Alega-se que o socialismo nunca deu certo em nenhum lugar do mundo. Talvez uma das razões de manter o boicote à Cuba socialista por tantos anos da parte dos Estados Unidos se deva à vontade de mostrar ao mundo que o socialismo realmente não presta e não deve ser buscado como forma de organização da sociedade. E Obama teve que reconhecer que os EUA fracassaram. O capitalismo não é a única forma de organizar a produção e uma sociedade.
Mas é forçoso reconhecer que aquele socialismo nunca foi o socialismo pensado por seus teóricos, há três séculos. Na verdade, era um capitalismo do Estado autoritário.
Mas, se tomarmos como parâmetro critérios humanísticos, éticos e sociais mínimos, devemos reconhecer que o produtivismo, em geral, e o capitalismo também não deram certo. Como pode dar certo um sistema que se propõe um mesquinho ideal de enriquecimento ilimitado, sem qualquer consideração? Devastou e continua devastando ecossistemas inteiros, desflorestando grande parte da área verde do mundo, envenenando os solos, poluindo as águas, contaminando o ar, erodindo a biodiversidade na razão de 100 mil espécies de seres vivos por ano, destruindo a base físico-química que sustenta a vida e pondo em risco o futuro de nossa civilização, suscitando a imagem tétrica de uma Terra depredada e coberta de cadáveres e eventualmente sem nós como espécie humana. Esse sistema serve bem apenas a cerca de 2 bilhões de pessoas, que se afogam no consumo suntuoso e no desperdício atroz.
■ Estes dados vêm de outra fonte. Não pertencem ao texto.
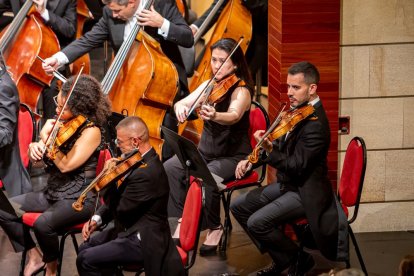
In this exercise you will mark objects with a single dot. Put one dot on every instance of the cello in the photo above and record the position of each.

Ocorre que somos já mais de 7 bilhões de pessoas, das quais quase 1 bilhão vive na mais canina pobreza e miséria. Mais ainda: os cálculos foram feitos, se esse sistema quisesse universalizar o bem-estar dos países opulentos, precisaríamos de pelo menos três Terras iguais a esta.
Que sistema atenderá as necessidades fundamentais da humanidade carente? Não será o capitalismo, que traz logo duas injustiças: a social, com a riqueza de poucos e a pobreza de muitos, e a ecológica, com a devastação maciça da natureza.
Deixando de lado os vários tipos de socialismo, restringimo-nos ao ecossocialismo contemporâneo. Surgido nos anos 70, com Raymon Williams, James O’Connor, Manuel Sacristán e Michael Löwy, ele afasta-se dos socialismos anteriores e apresenta uma proposta radical que “almeja não só a transformação das relações de produção, do aparelho produtivo e do padrão de consumo dominante, mas, sobretudo, construir um novo tipo de civilização, em ruptura com os fundamentos da civilização capitalista/industrialista ocidental moderna”.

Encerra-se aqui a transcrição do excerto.